By far the most inspirational talk I heard at Open Tech 2009 conference was from Robin, a member of Space Hijackers, who spoke about ‘Community and Democracy in Hijacked Space’. I’d recommend you listening again if you have the time.
It was a great to hear about play being used as a surprisingly effective and disruptive method of protest. Space Hijackers, who attempt to ‘corrupt the culture of architecture, and destroy the hierarchies that exist’ by staging hilariously anarchic happenings, got me thinking about putting the fun back into local campaigning, which many hyperlocal sites find themselves involved with.
Obviously, justifiable anger and reasoned argument about issues causing serious damage to the community is a great and worthwhile thing, I’m not denying that. It’s just that sometimes you’re met with problems so ridiculous the best option may be to fight like with like.

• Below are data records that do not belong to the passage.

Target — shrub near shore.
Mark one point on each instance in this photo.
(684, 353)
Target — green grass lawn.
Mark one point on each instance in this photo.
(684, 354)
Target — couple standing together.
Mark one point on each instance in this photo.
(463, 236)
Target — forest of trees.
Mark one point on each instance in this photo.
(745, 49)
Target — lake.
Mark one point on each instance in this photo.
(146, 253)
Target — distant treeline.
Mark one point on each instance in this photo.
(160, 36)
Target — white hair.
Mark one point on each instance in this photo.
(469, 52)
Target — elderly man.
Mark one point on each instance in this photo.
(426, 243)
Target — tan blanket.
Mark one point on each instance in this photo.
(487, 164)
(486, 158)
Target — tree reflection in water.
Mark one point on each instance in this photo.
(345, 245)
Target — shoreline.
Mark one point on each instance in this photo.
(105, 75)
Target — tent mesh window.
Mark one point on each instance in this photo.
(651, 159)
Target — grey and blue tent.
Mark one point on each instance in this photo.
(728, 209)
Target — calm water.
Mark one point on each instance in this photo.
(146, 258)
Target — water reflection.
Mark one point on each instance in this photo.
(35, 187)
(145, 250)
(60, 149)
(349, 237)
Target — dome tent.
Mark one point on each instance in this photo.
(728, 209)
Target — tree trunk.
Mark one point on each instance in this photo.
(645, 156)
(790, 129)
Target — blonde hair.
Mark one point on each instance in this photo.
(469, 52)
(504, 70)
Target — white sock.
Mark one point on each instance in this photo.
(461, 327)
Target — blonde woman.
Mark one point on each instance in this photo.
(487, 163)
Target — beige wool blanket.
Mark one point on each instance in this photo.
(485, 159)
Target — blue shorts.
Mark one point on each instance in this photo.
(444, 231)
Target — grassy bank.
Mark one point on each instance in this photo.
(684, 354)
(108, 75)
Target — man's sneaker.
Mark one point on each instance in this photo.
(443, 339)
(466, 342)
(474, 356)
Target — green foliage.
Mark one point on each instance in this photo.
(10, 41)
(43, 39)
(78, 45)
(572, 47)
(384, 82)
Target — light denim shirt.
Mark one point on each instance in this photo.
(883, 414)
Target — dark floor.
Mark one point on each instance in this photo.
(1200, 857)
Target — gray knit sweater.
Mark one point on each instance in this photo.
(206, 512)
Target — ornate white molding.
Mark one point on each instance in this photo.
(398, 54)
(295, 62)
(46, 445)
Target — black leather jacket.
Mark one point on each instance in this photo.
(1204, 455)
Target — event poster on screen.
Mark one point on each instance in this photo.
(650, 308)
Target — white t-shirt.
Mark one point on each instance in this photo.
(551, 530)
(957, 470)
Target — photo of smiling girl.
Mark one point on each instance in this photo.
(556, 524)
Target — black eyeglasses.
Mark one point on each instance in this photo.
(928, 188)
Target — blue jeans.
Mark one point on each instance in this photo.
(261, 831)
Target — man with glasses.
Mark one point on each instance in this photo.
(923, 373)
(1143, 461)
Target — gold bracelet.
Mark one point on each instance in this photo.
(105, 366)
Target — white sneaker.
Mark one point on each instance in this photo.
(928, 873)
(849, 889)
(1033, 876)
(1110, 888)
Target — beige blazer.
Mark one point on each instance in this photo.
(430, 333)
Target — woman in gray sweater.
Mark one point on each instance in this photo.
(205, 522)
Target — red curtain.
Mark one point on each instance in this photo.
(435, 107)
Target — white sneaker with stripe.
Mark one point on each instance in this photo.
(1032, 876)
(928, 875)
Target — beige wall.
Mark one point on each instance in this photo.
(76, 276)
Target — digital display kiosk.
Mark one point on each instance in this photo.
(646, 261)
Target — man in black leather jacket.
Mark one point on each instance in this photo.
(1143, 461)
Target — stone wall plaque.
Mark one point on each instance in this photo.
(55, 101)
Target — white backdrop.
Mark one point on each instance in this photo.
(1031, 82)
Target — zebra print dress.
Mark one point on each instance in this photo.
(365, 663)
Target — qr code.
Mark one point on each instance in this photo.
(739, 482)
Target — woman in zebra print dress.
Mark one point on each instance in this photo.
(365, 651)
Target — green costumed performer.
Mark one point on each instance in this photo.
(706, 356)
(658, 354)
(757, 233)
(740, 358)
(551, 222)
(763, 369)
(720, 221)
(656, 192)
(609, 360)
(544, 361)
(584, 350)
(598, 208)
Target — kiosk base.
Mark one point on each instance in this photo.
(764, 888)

For instance, Birmingham pub The Rainbow has recently faced closure after Birmingham City Council served a Noise Abatement Order in response to complaints from one lone tenant, who lives in an apartment block built long after the pub was. The council seeing fit to threaten this renowned live music venue because of one complainant, but aspiring to develop the area’s cultural character in their Big City Plan, seemed kafkaesque enough to warrant a game. After hearing Robin speak, I was pondering on some noisy, twisted version of musical statues, or a loud complaints choir outside the council house.

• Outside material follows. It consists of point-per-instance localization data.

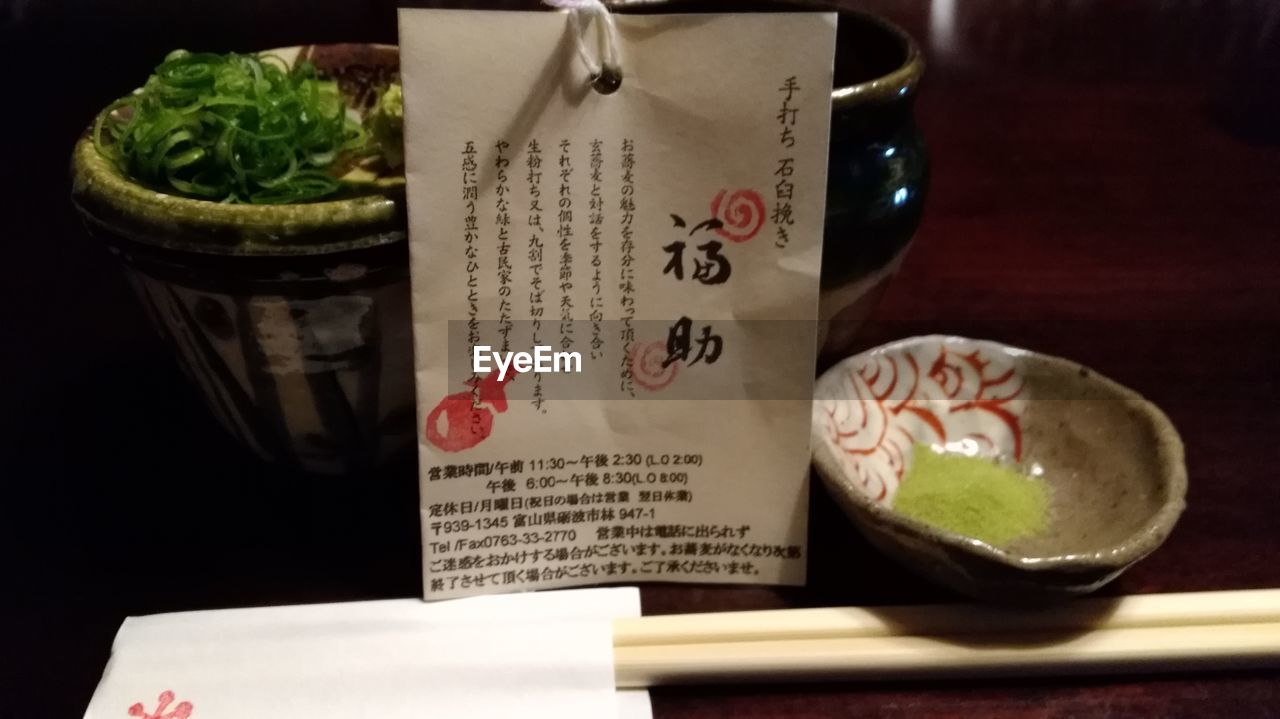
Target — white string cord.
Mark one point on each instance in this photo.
(606, 60)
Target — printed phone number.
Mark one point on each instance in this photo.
(510, 539)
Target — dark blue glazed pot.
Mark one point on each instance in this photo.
(878, 169)
(877, 174)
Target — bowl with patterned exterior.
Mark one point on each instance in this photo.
(292, 320)
(1112, 461)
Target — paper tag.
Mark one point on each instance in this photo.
(670, 236)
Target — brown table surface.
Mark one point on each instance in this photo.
(1106, 187)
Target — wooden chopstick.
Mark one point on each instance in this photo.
(1132, 633)
(1147, 649)
(853, 622)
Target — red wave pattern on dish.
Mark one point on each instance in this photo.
(887, 404)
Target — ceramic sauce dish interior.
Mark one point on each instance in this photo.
(1112, 461)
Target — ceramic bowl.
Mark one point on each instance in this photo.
(1112, 461)
(292, 320)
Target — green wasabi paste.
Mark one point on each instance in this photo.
(972, 497)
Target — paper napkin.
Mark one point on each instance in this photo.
(528, 655)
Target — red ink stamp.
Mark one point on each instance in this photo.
(647, 366)
(181, 711)
(465, 418)
(741, 214)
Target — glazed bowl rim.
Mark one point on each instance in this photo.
(99, 184)
(897, 83)
(1170, 463)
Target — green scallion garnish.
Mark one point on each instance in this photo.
(232, 128)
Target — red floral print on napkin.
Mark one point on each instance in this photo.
(181, 711)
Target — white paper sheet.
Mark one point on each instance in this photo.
(668, 233)
(530, 655)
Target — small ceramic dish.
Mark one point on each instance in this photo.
(1112, 461)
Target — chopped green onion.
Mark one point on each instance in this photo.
(232, 128)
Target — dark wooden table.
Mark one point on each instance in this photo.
(1106, 186)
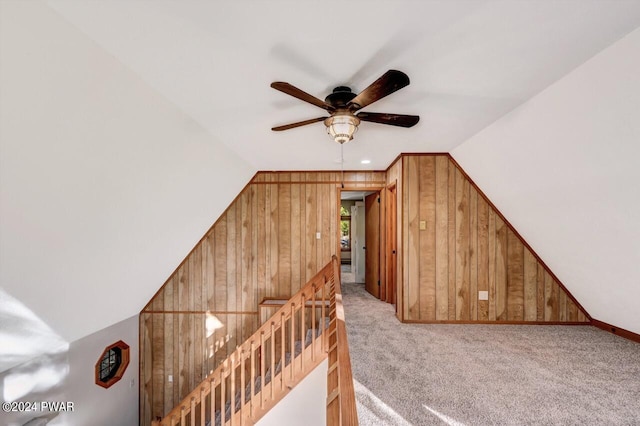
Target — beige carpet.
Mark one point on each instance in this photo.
(408, 374)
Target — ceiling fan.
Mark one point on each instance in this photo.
(342, 105)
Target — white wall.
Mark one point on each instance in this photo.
(305, 404)
(69, 376)
(105, 186)
(563, 168)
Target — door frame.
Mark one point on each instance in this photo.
(381, 191)
(391, 245)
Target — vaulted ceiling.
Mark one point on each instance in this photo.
(128, 127)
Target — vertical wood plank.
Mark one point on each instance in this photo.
(530, 286)
(273, 283)
(427, 260)
(412, 239)
(442, 237)
(540, 291)
(515, 277)
(483, 256)
(473, 254)
(296, 280)
(284, 240)
(462, 247)
(451, 208)
(501, 269)
(311, 213)
(551, 301)
(562, 303)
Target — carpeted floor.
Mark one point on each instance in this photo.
(419, 374)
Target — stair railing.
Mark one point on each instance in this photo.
(258, 373)
(341, 399)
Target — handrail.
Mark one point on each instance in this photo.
(253, 363)
(341, 399)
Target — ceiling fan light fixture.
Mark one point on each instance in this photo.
(342, 127)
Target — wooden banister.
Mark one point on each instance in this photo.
(262, 363)
(341, 398)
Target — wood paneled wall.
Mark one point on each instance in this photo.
(465, 247)
(264, 245)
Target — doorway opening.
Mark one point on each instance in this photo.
(361, 230)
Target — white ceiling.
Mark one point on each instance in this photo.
(470, 62)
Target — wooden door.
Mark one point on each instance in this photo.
(391, 249)
(372, 237)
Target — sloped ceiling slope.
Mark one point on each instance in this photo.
(564, 168)
(469, 61)
(105, 184)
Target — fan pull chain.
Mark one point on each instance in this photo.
(342, 164)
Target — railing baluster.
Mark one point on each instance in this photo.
(293, 338)
(303, 331)
(203, 406)
(282, 347)
(223, 403)
(243, 386)
(262, 372)
(212, 399)
(193, 411)
(232, 379)
(313, 323)
(323, 315)
(253, 375)
(273, 356)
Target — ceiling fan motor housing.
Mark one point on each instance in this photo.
(340, 97)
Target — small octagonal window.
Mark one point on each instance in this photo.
(112, 364)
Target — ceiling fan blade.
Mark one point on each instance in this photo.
(391, 81)
(298, 124)
(297, 93)
(400, 120)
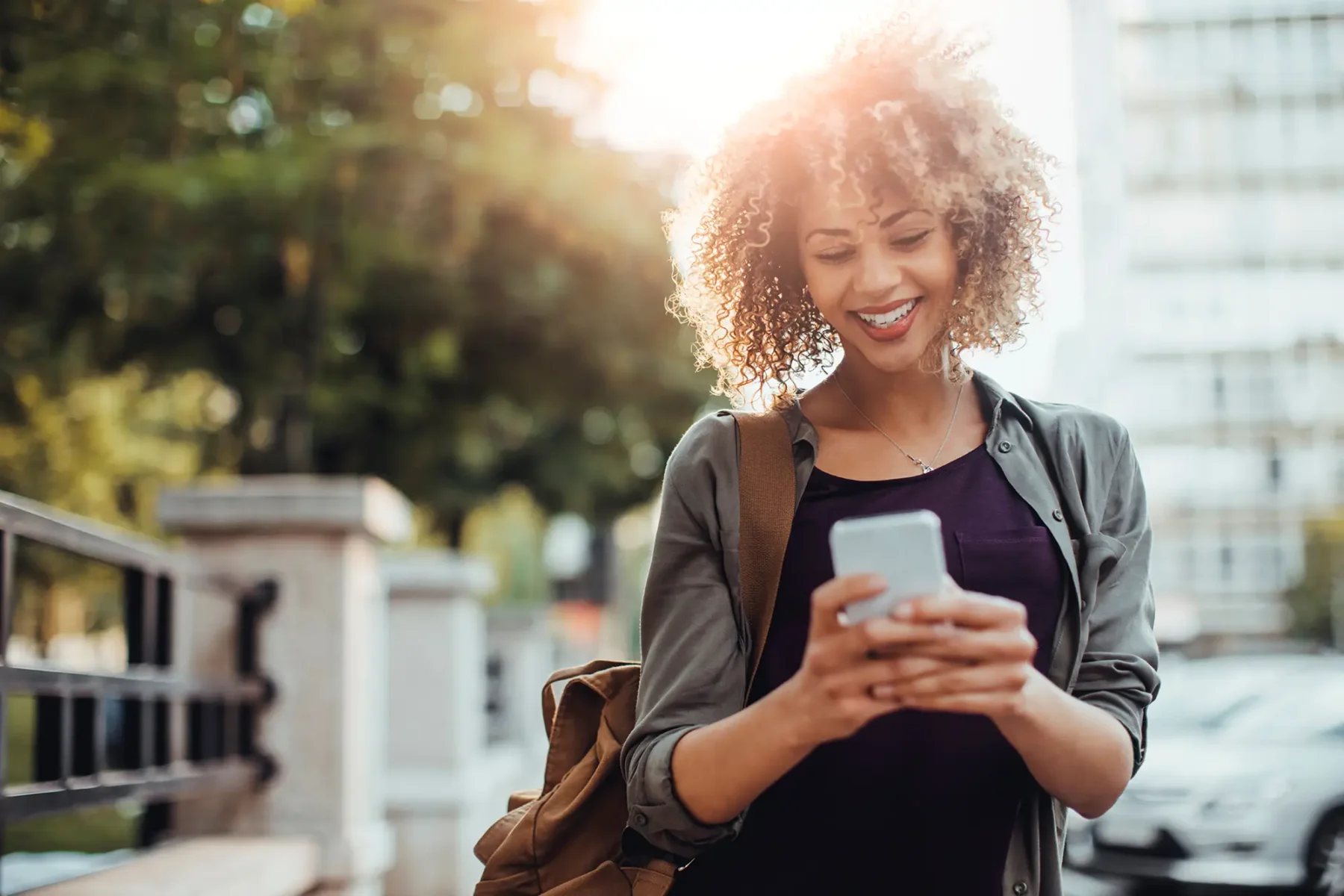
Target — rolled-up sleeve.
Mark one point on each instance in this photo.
(694, 653)
(1119, 669)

The fun doesn’t necessarily have be physical, you can have it in your online space too. Keep Digbeth Vibrant do a great job of tempering their obvious frustration with Birmingham City Council Environmental Health, with quirky creations like the spoof Stella advert above and The Digbeth Whisperer newspaper. On my site Digbeth is Good, when Birmingham City Council Leader Mike Whitby commandeered a Big City Plan public consultation bus from my neighbourhood for a photoshoot on the other side of town, I initially responded with righteous indignation. My emails and calls to the press office were met with a wall of silence until the fantastic local satire site Lolitics helped to bring it to a wider audience. Soon after a lolled image of Mike Whitby appeared, closely followed by several of a walrus bemoaning the loss of his bus, I received an apologetic statement from Director of Planning and Regeneration Clive Dutton. The increasing amount of attention from other sources the incident was getting seemed to make them realise ignoring me was not making me go away.

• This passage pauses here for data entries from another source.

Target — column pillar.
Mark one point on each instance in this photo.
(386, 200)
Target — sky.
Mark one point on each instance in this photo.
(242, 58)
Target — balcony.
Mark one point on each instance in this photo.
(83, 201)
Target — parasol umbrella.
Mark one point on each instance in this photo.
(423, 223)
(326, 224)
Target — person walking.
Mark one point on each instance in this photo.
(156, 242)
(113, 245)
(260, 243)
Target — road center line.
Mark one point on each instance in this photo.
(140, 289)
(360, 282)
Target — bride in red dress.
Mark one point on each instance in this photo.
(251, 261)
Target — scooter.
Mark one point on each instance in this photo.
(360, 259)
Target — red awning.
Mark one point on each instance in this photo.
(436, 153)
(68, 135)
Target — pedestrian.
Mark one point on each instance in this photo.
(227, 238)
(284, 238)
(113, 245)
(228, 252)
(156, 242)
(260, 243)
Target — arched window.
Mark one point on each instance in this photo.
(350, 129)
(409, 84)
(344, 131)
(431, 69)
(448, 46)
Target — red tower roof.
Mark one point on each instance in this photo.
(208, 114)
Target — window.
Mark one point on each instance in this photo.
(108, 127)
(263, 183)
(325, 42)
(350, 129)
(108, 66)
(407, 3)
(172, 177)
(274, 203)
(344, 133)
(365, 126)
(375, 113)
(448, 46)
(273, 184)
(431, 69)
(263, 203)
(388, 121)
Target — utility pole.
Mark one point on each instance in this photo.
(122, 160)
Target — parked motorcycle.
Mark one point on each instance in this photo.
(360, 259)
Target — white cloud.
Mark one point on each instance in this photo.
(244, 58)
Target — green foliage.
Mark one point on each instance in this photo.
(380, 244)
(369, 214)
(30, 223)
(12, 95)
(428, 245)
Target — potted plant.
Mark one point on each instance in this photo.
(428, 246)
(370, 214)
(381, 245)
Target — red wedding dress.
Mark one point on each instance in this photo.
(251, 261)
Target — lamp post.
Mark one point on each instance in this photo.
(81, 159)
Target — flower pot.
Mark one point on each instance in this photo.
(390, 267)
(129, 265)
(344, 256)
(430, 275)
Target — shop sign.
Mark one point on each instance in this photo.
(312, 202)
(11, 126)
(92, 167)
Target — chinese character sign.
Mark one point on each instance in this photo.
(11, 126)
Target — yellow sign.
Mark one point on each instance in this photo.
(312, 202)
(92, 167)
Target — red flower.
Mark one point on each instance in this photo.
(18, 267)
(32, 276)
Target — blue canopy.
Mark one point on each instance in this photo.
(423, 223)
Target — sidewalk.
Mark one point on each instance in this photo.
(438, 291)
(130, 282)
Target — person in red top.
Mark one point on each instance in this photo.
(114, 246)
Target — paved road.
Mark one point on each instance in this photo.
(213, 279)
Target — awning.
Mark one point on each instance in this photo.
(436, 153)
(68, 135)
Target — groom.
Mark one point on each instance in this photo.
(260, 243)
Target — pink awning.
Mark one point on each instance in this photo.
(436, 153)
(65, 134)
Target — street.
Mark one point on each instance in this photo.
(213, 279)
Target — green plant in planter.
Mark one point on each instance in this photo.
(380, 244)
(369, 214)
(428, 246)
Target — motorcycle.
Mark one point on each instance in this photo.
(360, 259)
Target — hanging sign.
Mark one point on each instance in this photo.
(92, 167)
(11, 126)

So next time you’re met with local plans, politics or problems that would be funny if they weren’t so angering, perhaps just try highlighting the funny. Point out the silly and match it. The results this approach gets from The Man may be limited, as he’s not known for his sense of humour, but it will make engaging with the issue much more fun for your readers, and give you a bit of light relief from feeling just plain mad.